The datashape language is a DSL which describes the structure of data, abstracted from a particular implementation in a language or file format. Compared to the Python library NumPy, it combines shape and dtype together, and introduces a syntax for describing structured data.
Some of the basic features include:
Here are some simple examples to motivate the idea:
# Scalar types
bool
int32
float64
# Arrays
3 * 4 * int32
3 * 4 * int32
10 * var * float64
3 * complex[float64]
# Array of Structures
100 * {
name: string,
birthday: date,
address: {
street: string,
city: string,
postalcode: string,
country: string
}
}
# Structure of Arrays
{
x: 100 * 100 * float32,
y: 100 * 100 * float32,
u: 100 * 100 * float32,
v: 100 * 100 * float32,
}
# Structure with strings for field names
{
'field 0': 100 * float32,
'field 1': float32,
'field 2': float32,
}
# List of Tuples
20 * (int32, float64)
# Function prototype
(3 * int32, float64) -> 3 * float64
# Function prototype with broadcasting dimensions
(A... * int32, A... * int32) -> A... * int32
Many syntax elements in datashape are syntax sugar for particular type constructors. For dtypes, this is:
{x : int32, y : int16} => struct[['x', 'y'], [int32, int16]]

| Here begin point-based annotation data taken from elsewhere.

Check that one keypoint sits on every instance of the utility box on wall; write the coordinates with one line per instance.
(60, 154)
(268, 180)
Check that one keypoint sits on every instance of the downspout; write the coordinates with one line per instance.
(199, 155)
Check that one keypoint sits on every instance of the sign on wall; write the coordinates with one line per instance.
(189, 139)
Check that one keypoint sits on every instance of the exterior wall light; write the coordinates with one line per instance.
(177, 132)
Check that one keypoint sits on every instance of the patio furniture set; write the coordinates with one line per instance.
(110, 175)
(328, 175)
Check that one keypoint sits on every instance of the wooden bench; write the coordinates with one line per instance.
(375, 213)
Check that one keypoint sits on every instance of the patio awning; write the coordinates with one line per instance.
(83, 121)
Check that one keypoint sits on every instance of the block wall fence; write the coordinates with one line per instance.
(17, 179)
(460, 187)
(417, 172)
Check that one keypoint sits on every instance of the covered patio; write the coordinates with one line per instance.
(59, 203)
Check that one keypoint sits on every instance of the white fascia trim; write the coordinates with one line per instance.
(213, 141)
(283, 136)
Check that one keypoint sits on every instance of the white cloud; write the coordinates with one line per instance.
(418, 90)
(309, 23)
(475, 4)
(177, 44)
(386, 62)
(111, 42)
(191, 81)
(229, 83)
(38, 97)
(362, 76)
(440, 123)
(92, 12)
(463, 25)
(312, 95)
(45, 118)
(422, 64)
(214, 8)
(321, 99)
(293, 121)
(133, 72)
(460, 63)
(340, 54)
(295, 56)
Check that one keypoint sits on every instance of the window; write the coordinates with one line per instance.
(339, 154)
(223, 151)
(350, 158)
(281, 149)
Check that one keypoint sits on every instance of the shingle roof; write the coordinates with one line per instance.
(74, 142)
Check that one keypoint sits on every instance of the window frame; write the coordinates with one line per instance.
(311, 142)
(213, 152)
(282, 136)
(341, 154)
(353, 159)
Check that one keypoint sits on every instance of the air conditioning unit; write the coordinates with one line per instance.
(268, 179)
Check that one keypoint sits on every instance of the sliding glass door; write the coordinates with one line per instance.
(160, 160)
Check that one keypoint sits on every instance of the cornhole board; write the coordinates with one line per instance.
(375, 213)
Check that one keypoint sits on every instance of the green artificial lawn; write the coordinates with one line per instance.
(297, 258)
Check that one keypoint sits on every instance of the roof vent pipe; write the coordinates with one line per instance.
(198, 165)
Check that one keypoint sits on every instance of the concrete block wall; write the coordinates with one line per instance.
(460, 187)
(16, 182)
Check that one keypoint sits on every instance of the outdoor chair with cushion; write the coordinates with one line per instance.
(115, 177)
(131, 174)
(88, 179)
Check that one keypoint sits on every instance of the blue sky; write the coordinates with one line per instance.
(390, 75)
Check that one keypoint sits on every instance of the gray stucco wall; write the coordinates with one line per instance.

(int64, float32) => tuple[[int64, float32]]
(int64, float32) -> bool => funcproto[[int64, float32], bool]
DTypeVar => typevar['DTypeVar']
For dims, this is:
3 * int32 => fixed[3] * int32
DimVar * int32 => typevar['DimVar'] * int32
... * int32 => ellipsis * int32
DimVar... * int32 => ellipsis['DimVar'] * int32
Dimension Type Symbol Table:
# Variable-sized dimension
var
Data Type Symbol Table:
# Numeric
bool
# Two's complement binary integers
int8
int16
int32
int64
int128
# Unsigned binary integers
uint8
uint16
uint32
uint64
uint128
# IEEE 754-2008 binary### floating point binary numbers
float16
float32
float64
float128
# IEEE 754-2008 decimal### floating point decimal numbers
decimal32
decimal64
decimal128
# Arbitrary precision integer
bignum
# Alias for int32
int
# Alias for float64
real
# Alias for complex[float64]
complex
# Alias for int32 or int64 depending on platform
intptr
# Alias for uint32 or uint64 depending on platform
uintptr
# A unicode string
string
# A single unicode code point
char
# A blob of bytes
bytes
# A date
date
# A string containing JSON
json
# No data
void
Data Type Constructor Symbol Table:
# complex[float32], complex[type=float64]
complex
# string['ascii'], string[enc='cp949']
string
# bytes[size=4,align=2]
bytes
# datetime[unit='minutes',tz='CST']
datetime
# categorical[type=string, values=['low', 'medium', 'high']]
categorical
# option[float64]
option
# pointer[target=2 * 3 * int32]
pointer
Tokens:
NAME_LOWER : [a-z][a-zA-Z0-9_]*
NAME_UPPER : [A-Z][a-zA-Z0-9_]*
NAME_OTHER : _[a-zA-Z0-9_]*
ASTERISK : \*
COMMA : ,
EQUAL : =
COLON : :
LBRACKET : \[
RBRACKET : \]
LBRACE : \{
RBRACE : \}
LPAREN : \(
RPAREN : \)
ELLIPSIS : \.\.\.
RARROW : ->
INTEGER : 0(?![0-9])|[1-9][0-9]*
STRING : (?:"(?:[^"\n\r\\]|(?:\\u[0-9a-fA-F]{4})|(?:\\["bfnrt]))*")|(?:\'(?:[^\'\n\r\\]|(?:\\u[0-9a-fA-F]{4})|(?:\\['bfnrt]))*"))*\')
Grammar:
# Comma-separated list of dimensions, followed by data type
datashape : dim ASTERISK datashape
| dtype
# Dimension Type (from the dimension type symbol table)
dim : typevar
| ellipsis_typevar
| type
| type_constr
| INTEGER
| ELLIPSIS
# Data Type (from the data type symbol table)
dtype : typevar
| type
| type_constr
| struct_type
| funcproto_or_tuple_type
# A type variable
typevar : NAME_UPPER
# A type variable with ellipsis
ellipsis_typevar : NAME_UPPER ELLIPSIS
# A bare type (from the data type symbol table)
type : NAME_LOWER
# Type Constructor (from the data type constructor symbol table)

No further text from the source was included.